Summary of this case from Cornell University v. Rusk County

Opinion

February 13, 1942 —

May 5, 1942.

APPEAL from a judgment of the county court of Walworth county: ROSCOE R. LUCE, Judge. Reversed.

Everett P. Doyle of Delavan, for the appellants.

For the respondents the cause was submitted on the brief of Thorson Seymour of Elkhorn.



Action for recovery of possession of land and for equitable relief by W. G. Doherty and others as trustees of the segregated trust of the Wisconsin State Bank of Delavan, against Jas. W. Rice, also known as John W. Rice, tax-deed grantee in possession and his wife, commenced June 18, 1940. From a judgment dismissing the complaint entered June 11, 1941, the plaintiffs appeal. The facts are stated in the opinion.


In 1925 the owner of a tract of land bordering on a lake suitable for sale and occupation as summer-residential property platted the property and placed the plat upon record. The plat contained no mention of restrictions as to alienation or use of the property but the deeds of the owner to all parcels conveyed contained a restriction against sale to or occupation by anyone not a member of the Caucasian race, to use for residential purposes only, against the construction of residences of less than $600 cost, and against the construction or use of outside toilets, and these restrictions were included in all mean conveyances from the platter. The premises in suit were owned by the plaintiffs at the time of a tax sale and the issuance of a tax deed. The tax deed ran to the defendant Rice. The plaintiffs were also the owners at the time of the commencement of the suit of other parcels of the platted land. The defendant Rice is a Negro and has built on the premises a house alleged to be of less than $600 cost, is occupying the premises as the residence of himself and wife, and has in use thereon an outside toilet. The restriction in the deeds is in the form of a promissory covenant and contains no reverter clause. The action was brought against Rice and his wife to recover possession of the premises and prays judgment quia timet and for "such other and further relief as may be equitable."

It is to be noted that while quia timet actions are in equity and under general equity practice can only be brought by claimants in possession, the plaintiffs although not in possession can bring such action under sec. 281.01, Stats., which extends the action to those out of possession.

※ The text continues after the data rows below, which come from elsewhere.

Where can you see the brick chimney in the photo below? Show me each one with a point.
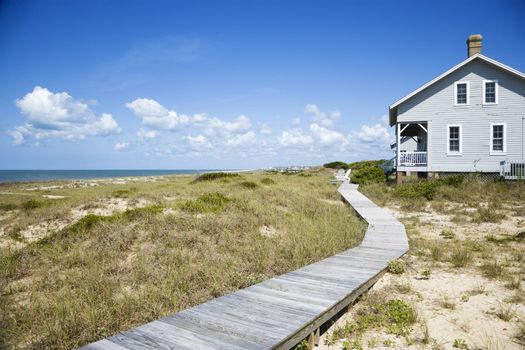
(474, 44)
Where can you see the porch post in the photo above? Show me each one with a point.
(398, 141)
(399, 175)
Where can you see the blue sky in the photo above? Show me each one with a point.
(224, 84)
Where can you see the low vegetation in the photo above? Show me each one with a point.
(393, 316)
(465, 265)
(216, 176)
(104, 257)
(336, 165)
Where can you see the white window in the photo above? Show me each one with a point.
(498, 138)
(461, 93)
(490, 92)
(454, 140)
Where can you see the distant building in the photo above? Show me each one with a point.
(469, 119)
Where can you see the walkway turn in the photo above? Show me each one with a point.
(278, 313)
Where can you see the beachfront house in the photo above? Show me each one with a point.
(469, 119)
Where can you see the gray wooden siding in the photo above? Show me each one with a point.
(436, 106)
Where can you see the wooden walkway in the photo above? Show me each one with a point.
(280, 312)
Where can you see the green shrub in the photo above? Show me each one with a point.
(215, 176)
(120, 193)
(8, 206)
(136, 213)
(455, 180)
(207, 203)
(336, 165)
(488, 214)
(249, 185)
(460, 256)
(32, 204)
(397, 266)
(460, 344)
(365, 164)
(367, 175)
(89, 221)
(447, 234)
(267, 181)
(419, 189)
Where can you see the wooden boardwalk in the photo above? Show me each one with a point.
(280, 312)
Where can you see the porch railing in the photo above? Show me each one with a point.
(513, 169)
(412, 158)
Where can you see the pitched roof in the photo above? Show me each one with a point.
(393, 108)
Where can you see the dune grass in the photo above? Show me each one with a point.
(191, 242)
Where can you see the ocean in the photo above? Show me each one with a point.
(47, 175)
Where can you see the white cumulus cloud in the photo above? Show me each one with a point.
(265, 129)
(242, 139)
(146, 134)
(327, 136)
(292, 138)
(120, 146)
(59, 115)
(322, 118)
(198, 142)
(373, 133)
(154, 115)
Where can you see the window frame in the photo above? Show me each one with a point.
(496, 93)
(455, 153)
(491, 145)
(456, 93)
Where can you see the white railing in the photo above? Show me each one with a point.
(513, 169)
(388, 166)
(412, 158)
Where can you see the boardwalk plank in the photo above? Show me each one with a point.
(279, 312)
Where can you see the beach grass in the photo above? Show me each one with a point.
(122, 253)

Kimball v. Baker Land Title Co. 152 Wis. 441, 140 N.W. 47; Farr v. Hobe-Peters Land Co. (7th Cir.) 188 Fed. 10. The prayer of the complaint thus invokes the equitable jurisdiction of the court and empowers the court to grant any equitable relief to which the plaintiffs may be entitled.

We have recently considered the effect of restrictions as to the use of property conveyed so far as holders under conveyances from private parties are concerned. The most recent case is Burden v. Doucette, ante, p. 240, 2 N.W.2d 204. From the opinions in this case and in Stein v. Endres Home Builders, Inc., 228 Wis. 620, 280 N.W. 316, the general principle is deducible that reasonable restrictive covenants as to the use of the land conveyed will be enforced in favor of landowners for whose benefit they were imposed. That restriction against use of the land for other than residential purposes will be enforced in favor of such owners is recognized by all the authorities and we need say no more as to the right of the plaintiffs to relief in that regard, premising, of course, that the restriction as to such use is a reasonable one and that the grantee takes from a private grantor holding under a chain of title from the original grantor who imposed the restriction. The plaintiffs besides contending that they are entitled to the relief demanded under the restrictive covenants in the deeds in their chain of title also claim that the tax deed is void, (1) because the land was assessed in the name of one not the owner; (2) because the land was insufficiently described in the assessment roll and in the deed. We will dispose of these contentions before taking up their contention (3) that the tax deed is void because the grantee therein is a Negro.

(1) The parcel of land involved was entered on the assessment roll in the name of Wisconsin State Bank, whereas the legal title was in the Wisconsin State Bank, Trustee. The plaintiffs' claim here is that because sec. 70.17, Stats., provides that "real property shall be entered in the name of the owner, if known to the assessor, otherwise to the occupant thereof if ascertainable, and otherwise without any name" the assessment was void. The land is lake-resort property and was unoccupied at the time of the assessment. Doubtless the name of the owner was "ascertainable" by the assessor by reference to the records of the register of deeds' office. But even so, it is the land that is assessed, not the owner of the land. The effect of an entry where the owner's name is wrongly entered should be fully as potent as basis for a tax as an entry without naming the owner at all. But as said in Massing v. Ames, 37 Wis. 645, 652:

"It would be laying down too strict a rule on the subject to say the assessor was chargeable with notice of the record title, and that if he happened to make an honest mistake in regard to the real owner, the assessment was void."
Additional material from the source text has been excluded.